Ele exige prioridade
também em relação ao ser tão próximo a nós, que se tornou nossa carne – Amada “esposa ou esposo”. Aqui Ele toca outro
ponto nevrálgico do nosso coração – você não pode buscá-lo para ele fazer seu
casamento maravilhoso como se Ele estivesse a serviço do seu casamento. O
oposto é a verdade.
Nosso casamento deve
estar prostrado aos pés do nosso Rei e não nosso Rei ser servo de nosso
casamento. Não é nosso casamento que nos faz completos e felizes, mas Cristo.
Ser solteiro nessa vida não seria uma vida menos feliz ou incompleta (Cristo
nunca casou e foi o protótipo de tudo que o homem deve ser em plenitude de
alegria em tudo que o Pai é...). Na eternidade não se casa e não se dá em
casamento... e no entanto, será a vida plena e perfeita. Isso nos ensina que o
casamento é uma maravilhosa benção para nossa vida – mas é uma benção efêmera –
apenas do tempo e não da eternidade. Não é ele que constrói nossa personalidade
eterna ou felicidade plena. É apenas um linda benção do tempo. Então não deve
tomar o lugar principal. Devemos olhar nossa casamento e verdadeiramente ver se
ele é um ídolo. Nossa casamento deve se prostrar em serviço a Cristo e não o oposto.
E Cristo acrescenta “filhos”
- que benção são nossos filhos. Mas também são bênçãos efêmeras. Bênçãos
do tempo. Ouvi-los nos chamar de pai e mãe pela primeira vez... que música
linda é para nossos corações. Mas essa não é a música sublime para nossos
corações. Jamais devem ficar entre o Salvador e nós. Jamais devemos achar que
Cristo serve para nossos filhos, e sim que, criamos nossos filhos para Cristo,
para sua glória, motivo pelo qual foram criados.
Nosso chamado não é
para criar filhos “bem-sucedidos”
mundanos. Eles existem para a glória de Cristo e se assim não existirem,
nossa lealdade jamais poderá estar dividida. Devemos criá-los na “disciplina do Senhor” – nada melhor
poderíamos dar a eles que isso – mas a causa de fazermos isso é o Senhor!

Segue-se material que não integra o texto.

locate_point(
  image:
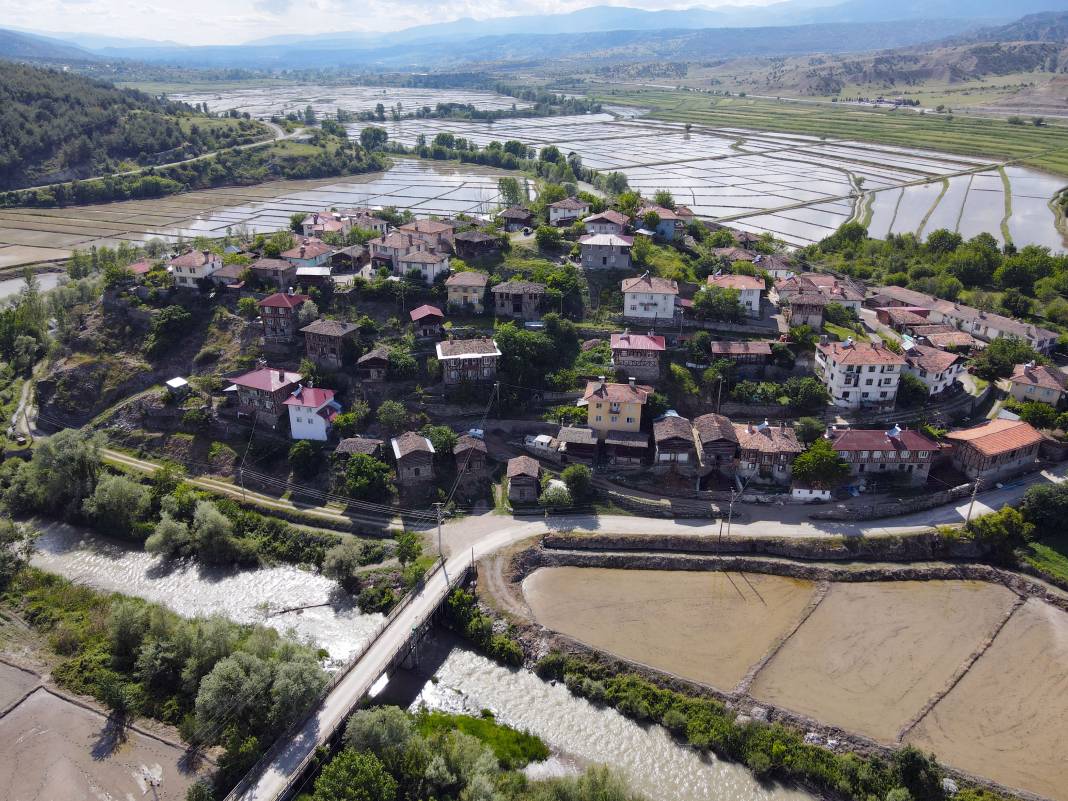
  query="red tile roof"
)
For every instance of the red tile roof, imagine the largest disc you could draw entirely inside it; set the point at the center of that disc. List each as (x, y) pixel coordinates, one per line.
(638, 342)
(284, 300)
(998, 437)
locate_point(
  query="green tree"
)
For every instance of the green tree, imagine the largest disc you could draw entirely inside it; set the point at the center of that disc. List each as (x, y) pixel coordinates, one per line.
(820, 466)
(366, 478)
(355, 776)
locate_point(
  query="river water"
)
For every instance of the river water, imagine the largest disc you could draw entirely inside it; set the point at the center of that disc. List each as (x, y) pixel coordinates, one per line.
(578, 732)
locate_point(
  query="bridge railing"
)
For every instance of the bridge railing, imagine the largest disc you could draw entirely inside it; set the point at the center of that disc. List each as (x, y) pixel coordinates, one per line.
(281, 741)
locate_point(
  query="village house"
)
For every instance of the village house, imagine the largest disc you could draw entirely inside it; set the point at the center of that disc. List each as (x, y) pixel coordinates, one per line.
(719, 443)
(516, 218)
(374, 364)
(309, 253)
(427, 320)
(275, 272)
(435, 234)
(263, 392)
(524, 480)
(1038, 382)
(749, 288)
(467, 291)
(766, 453)
(939, 370)
(614, 406)
(665, 226)
(859, 373)
(413, 455)
(757, 352)
(519, 299)
(898, 454)
(626, 449)
(606, 251)
(994, 450)
(638, 355)
(427, 264)
(470, 454)
(567, 210)
(606, 222)
(193, 266)
(468, 361)
(673, 437)
(327, 341)
(577, 443)
(648, 298)
(475, 244)
(279, 314)
(390, 249)
(364, 445)
(312, 411)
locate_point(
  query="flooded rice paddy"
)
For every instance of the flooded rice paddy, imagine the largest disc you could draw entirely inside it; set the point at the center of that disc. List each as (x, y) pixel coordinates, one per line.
(883, 659)
(578, 732)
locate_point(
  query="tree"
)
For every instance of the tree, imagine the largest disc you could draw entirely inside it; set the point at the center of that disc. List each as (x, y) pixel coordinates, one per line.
(820, 466)
(355, 776)
(580, 482)
(393, 415)
(304, 458)
(409, 547)
(366, 477)
(118, 504)
(374, 138)
(809, 429)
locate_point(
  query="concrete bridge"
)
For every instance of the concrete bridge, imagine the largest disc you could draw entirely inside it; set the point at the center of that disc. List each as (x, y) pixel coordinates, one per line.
(279, 772)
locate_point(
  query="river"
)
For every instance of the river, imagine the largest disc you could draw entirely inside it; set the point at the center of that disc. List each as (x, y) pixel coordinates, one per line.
(452, 676)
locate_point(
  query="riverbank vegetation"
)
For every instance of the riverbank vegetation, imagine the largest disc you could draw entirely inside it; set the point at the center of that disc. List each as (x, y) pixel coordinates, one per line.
(389, 754)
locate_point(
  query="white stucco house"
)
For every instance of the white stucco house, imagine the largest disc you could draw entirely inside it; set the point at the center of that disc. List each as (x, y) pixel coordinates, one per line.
(312, 411)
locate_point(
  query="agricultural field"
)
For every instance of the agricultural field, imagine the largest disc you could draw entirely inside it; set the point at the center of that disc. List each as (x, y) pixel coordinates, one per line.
(31, 235)
(277, 100)
(799, 187)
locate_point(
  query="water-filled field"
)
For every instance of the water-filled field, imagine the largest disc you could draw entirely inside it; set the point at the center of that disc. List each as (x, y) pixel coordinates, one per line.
(884, 659)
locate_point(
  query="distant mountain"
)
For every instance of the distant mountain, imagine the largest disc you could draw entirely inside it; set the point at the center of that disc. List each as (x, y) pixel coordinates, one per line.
(16, 46)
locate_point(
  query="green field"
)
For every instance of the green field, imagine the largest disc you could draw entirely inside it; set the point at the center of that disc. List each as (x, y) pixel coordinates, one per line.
(1042, 147)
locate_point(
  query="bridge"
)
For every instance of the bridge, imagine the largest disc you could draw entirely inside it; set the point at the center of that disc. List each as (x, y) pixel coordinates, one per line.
(280, 770)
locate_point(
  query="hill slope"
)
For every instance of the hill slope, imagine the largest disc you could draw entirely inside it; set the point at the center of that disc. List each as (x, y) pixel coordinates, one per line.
(57, 126)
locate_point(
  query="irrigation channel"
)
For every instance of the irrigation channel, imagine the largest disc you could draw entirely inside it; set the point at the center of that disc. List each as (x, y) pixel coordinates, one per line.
(450, 676)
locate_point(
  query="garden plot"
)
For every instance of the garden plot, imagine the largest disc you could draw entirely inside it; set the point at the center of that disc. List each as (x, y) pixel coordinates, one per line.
(268, 101)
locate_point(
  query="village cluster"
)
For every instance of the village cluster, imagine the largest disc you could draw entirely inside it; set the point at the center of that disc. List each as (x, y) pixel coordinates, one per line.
(913, 333)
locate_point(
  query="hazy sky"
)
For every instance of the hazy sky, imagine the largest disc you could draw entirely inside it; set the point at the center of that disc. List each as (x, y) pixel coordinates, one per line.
(233, 21)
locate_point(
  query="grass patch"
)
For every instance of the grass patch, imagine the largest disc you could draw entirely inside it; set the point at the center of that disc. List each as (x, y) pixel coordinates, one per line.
(513, 749)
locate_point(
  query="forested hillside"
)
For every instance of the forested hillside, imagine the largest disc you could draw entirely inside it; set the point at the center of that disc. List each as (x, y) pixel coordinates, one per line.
(58, 126)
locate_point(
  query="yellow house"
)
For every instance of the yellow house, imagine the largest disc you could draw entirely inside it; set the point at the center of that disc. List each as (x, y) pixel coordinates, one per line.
(614, 407)
(467, 291)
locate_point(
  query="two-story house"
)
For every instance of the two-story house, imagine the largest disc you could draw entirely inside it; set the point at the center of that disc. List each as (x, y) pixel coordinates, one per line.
(766, 452)
(749, 288)
(898, 454)
(859, 373)
(312, 411)
(519, 299)
(638, 355)
(606, 251)
(606, 222)
(614, 406)
(467, 291)
(939, 370)
(648, 298)
(328, 341)
(263, 392)
(191, 267)
(567, 210)
(1038, 382)
(464, 361)
(279, 314)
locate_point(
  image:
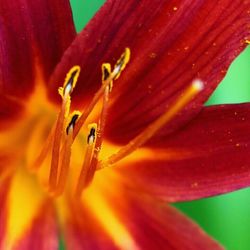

Então se segue “irmãos, amigos...”
Tenho medo de que
muitos cristãos professos estejam completamente despreparados para isso. O “cristianismo” de nossos dias
leva as pessoas ao pensamento oposto – Busco Deus por causa da felicidade que
vem do casamento, família, romance, filhos, amigos... para que Deus possa me
ajudar no que de fato me faz feliz e pleno.
Cristo não é central.
Tudo é visto como bom depois de consultar em como isso me ajuda naquilo que me
faz feliz, e não Cristo. A pergunta não tem sido – “Todas essas coisas tem impedido minha vida de brilhar mais para a
glória de Cristo?” A pergunta tem sido: “Como
Cristo pode me ajudar nisso tudo que me faz feliz?”
Ao olhar para os
filhos, a verdade de Cristo tem sido minimizada. Muitos dizem: “Meus meninos (meninas) estão crescendo e
devem ter diversão, devem experimentar os prazeres da mocidade...” – e então,
justificamos seus caminhos pecaminosos.
Isso não pode ser
verdade sobre nossas vidas se de fato somos discípulos de Cristo. Tudo, por
mais querido que seja, deve ser colocado diante da preciosidade infinita que é
Cristo para nós. Tudo, em última
análise, deve estar pronto para ser “abandonado” quando colocado diante do
Amado de nossa alma: "Se alguém vier
a mim, e não aborrecer a seu pai, e mãe, e mulher, e filhos, e irmãos, e irmãs,
sim, e também a sua própria vida, não pode ser meu discípulo.", Lucas 14:26
O chamado de fato nos
leva até onde foi o salmista: “Ouve,
filha, e olha, e inclina os teus ouvidos; esquece-te do teu povo e da casa do
teu pai.” - Salmos 45:10
E quando amamos Cristo
assim, nossas famílias estão muito mais seguras e próximas, quando ainda não
aconteceu, de serem levadas a ter Cristo como o Amado de suas almas. Nosso amor
por eles é mais verdadeiro quando esse amor flui do nosso amor absoluto por
Cristo. E então você estará pronto para sofrer ( não compreensão...) por parte daqueles que são ligados a você
pelos laços mais queridos... Não podemos ceder nesse ponto, nossa determinação
é invencível – venha ódio ou venha amor, devemos seguir a Cristo.